Evaluate Kornia as the primary augmentation library for OTX. Kornia is a differentiable computer vision library built on top of PyTorch, with an extensive set of augmentation operators.

Key benefits of Kornia:

  • 🟢 PyTorch-first design: All augmentations operate directly on PyTorch tensors, removing unnecessary conversions from/to NumPy and improving training efficiency.
  • 🟢 Rich functionality: Provides a wide range of augmentations, including geometric, color, and intensity transformations, as well as advanced ones (e.g., motion blur, random perspective, cutout).
  • 🟢 Differentiable & GPU-accelerated: Augmentations are differentiable, making them suitable for integration with modern deep learning pipelines, and can be executed efficiently on GPUs.
  • 🟢 Unified API & consistency: Standardized function signatures simplify maintainability and reduce code complexity.
  • 🟢 Extended support: Handles not only images but also masks, bounding boxes, and keypoints, aligning with the requirements of detection and segmentation tasks.

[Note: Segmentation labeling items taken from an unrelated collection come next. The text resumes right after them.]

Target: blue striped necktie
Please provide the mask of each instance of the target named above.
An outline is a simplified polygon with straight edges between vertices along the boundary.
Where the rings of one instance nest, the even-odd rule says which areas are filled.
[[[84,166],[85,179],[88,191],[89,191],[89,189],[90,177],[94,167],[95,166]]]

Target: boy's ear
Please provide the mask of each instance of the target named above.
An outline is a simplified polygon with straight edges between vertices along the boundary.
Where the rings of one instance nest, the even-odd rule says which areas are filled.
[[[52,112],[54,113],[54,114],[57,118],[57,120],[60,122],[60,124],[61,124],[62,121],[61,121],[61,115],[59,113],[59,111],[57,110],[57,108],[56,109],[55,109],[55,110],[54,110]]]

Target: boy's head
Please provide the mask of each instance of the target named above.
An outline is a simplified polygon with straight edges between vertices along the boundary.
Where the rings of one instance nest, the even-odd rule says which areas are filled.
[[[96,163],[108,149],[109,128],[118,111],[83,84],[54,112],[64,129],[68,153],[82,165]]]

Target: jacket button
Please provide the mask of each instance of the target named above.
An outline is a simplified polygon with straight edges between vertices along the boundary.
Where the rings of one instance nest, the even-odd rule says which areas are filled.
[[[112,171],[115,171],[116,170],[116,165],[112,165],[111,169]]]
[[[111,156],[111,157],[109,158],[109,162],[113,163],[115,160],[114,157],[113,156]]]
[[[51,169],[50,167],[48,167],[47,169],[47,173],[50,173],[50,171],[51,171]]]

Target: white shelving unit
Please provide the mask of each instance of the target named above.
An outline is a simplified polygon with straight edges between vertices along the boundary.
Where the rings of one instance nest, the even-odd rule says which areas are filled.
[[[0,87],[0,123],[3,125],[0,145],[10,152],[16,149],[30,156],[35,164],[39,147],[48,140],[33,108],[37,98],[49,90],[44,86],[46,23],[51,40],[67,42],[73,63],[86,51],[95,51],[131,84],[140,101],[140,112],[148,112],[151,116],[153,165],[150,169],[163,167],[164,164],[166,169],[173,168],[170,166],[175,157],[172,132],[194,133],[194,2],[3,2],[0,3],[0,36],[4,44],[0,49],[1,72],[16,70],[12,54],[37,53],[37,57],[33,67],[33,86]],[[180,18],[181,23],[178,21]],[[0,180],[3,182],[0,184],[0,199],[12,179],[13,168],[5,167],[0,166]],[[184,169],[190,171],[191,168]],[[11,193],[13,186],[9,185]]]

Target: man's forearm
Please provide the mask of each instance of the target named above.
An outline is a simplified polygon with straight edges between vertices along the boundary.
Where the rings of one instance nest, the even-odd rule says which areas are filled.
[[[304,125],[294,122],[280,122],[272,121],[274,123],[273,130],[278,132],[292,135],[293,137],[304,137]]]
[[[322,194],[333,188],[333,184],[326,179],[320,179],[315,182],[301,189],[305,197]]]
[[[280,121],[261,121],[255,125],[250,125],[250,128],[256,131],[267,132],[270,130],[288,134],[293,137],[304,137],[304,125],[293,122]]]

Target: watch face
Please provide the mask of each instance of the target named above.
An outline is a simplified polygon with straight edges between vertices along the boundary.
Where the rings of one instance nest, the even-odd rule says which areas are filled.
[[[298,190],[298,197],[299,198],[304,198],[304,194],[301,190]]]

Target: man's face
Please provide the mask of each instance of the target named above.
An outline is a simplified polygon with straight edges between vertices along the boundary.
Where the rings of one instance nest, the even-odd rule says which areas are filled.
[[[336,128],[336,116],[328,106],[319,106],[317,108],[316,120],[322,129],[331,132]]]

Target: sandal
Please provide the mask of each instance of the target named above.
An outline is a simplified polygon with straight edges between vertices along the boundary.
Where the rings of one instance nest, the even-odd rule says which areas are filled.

Benchmarking Plan (Kornia vs torchvision.v2):

  • Compare throughput (images/sec) during training with augmentation-heavy pipelines.
  • Measure GPU utilization and memory footprint when using Kornia vs torchvision v2.
  • Evaluate coverage of transformations (ensure Kornia includes all augmentations currently used in OTX).
  • Validate annotation consistency (masks, bounding boxes, keypoints remain synchronized after augmentation).

🎯 Objective

  • Unify OTX augmentation pipeline under a PyTorch-first approach.
  • Improve training performance by reducing tensor/NumPy conversions.
  • Increase maintainability and clarity of augmentation code by eliminating redundant implementations.
  • Provide benchmark results to decide between Kornia and torchvision v2.